I know you’re asked this all the time but: will we see Pinhead again?
"I keep seeing him here: every time I come out of my dressing room there are Deader and Hellworld posters in the corridors, here at Castel. So he ain’t letting me go just yet! Will there be another movie? I have no idea. I just straight don’t know, Mike. Nobody has told me we’re finished and nobody’s told me we’re going again so it would be stupid of me to conjecture beyond that. It’s going to have to come to an end at some point, but whether we’re done or not? No idea."

Do you prefer a role like this where you’re not under all that make-up?
"There’s a lot of fun, as I say, with this Doc Frasier character. There’s certainly a relief in spending ten minutes in the make-up chair as opposed to three hours. They’re completely different jobs. If you’re playing the kind of Pinhead or Lylesberg roles that I’ve done with make-up, then that’s the job. You deal with the job as it is. Obviously there are always constraints. You just get fed up carrying the make-up around all day. Never in front of the camera; I’ve always said, when you’re in front of the camera with the Pinhead make-up on you forget about it. You’re working, you’re acting - that’s what you’re there to do. It’s when you’ve got two or three hours in the day or the night to kill, you just start to go slowly out of your mind.

“But I’ve had a great deal of fun playing Pinhead as well and I’m certainly not at any point where I’m making a decision where I will never do either Pinhead or AN Other full prosthetic make-up again. I enjoy doing that. It’s a challenge and there’s a delight in carrying off that kind of portrayal of performance, which is completely different to ‘regular acting’, if I can use that phrase."

Have you got anything lined up after this?
"Well, we’re full speed ahead back in England with the sequel to Dominator. I was back in London last weekend and sped down to Brighton to spend a day with Tony Luke catching up with what’s going on there. Simon Morehead, who has just produced Mirrormask with Dave McKean and Neil Gaiman, is producing. So it’s all systems go. As soon as I’m back in London I’ll be riding the rails from London to Brighton and back again two or three times a week and that’s going to keep going through most of the year. I have conventions coming up and I have two or three scripts to look at and think about when I get home. So it’s going well at the moment."

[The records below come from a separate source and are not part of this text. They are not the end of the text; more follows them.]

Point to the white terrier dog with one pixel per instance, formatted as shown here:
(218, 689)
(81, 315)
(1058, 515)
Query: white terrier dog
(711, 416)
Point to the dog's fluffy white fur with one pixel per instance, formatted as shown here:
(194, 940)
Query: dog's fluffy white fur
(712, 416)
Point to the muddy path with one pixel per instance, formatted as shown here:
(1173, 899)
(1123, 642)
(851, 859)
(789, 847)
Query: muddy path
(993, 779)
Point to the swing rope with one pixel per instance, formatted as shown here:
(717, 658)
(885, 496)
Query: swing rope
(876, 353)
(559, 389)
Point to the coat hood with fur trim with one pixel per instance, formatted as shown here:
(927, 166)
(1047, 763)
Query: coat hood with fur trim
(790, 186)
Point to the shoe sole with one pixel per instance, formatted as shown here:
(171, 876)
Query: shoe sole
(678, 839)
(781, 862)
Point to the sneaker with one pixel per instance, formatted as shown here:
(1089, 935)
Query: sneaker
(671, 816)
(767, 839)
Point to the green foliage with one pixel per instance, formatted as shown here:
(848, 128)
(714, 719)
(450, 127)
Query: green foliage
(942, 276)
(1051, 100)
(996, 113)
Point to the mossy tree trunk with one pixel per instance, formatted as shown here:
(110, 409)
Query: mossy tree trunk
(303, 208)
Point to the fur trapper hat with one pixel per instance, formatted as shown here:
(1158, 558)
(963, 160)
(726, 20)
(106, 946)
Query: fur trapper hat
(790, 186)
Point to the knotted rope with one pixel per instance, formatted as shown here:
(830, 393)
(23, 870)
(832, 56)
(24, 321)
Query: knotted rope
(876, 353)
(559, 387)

What’s the latest on Frazer Lee’s Urbane. Are you still attached?
"I’m very much attached to Urbane. It’s just all about money, is all. Everything is there and in place. As always with this it’s one step forward, two steps back, three steps forward, four steps back - and you lose track of where you are in relation to where you started. But fingers crossed it will come to fruition sooner rather than later. Because it’s a really good script and Frazer and I have some other projects which we would also like to develop but I think we feel maybe we need to get Urbane out of the way first. But at the moment the money isn’t there so at the moment it’s not happening.”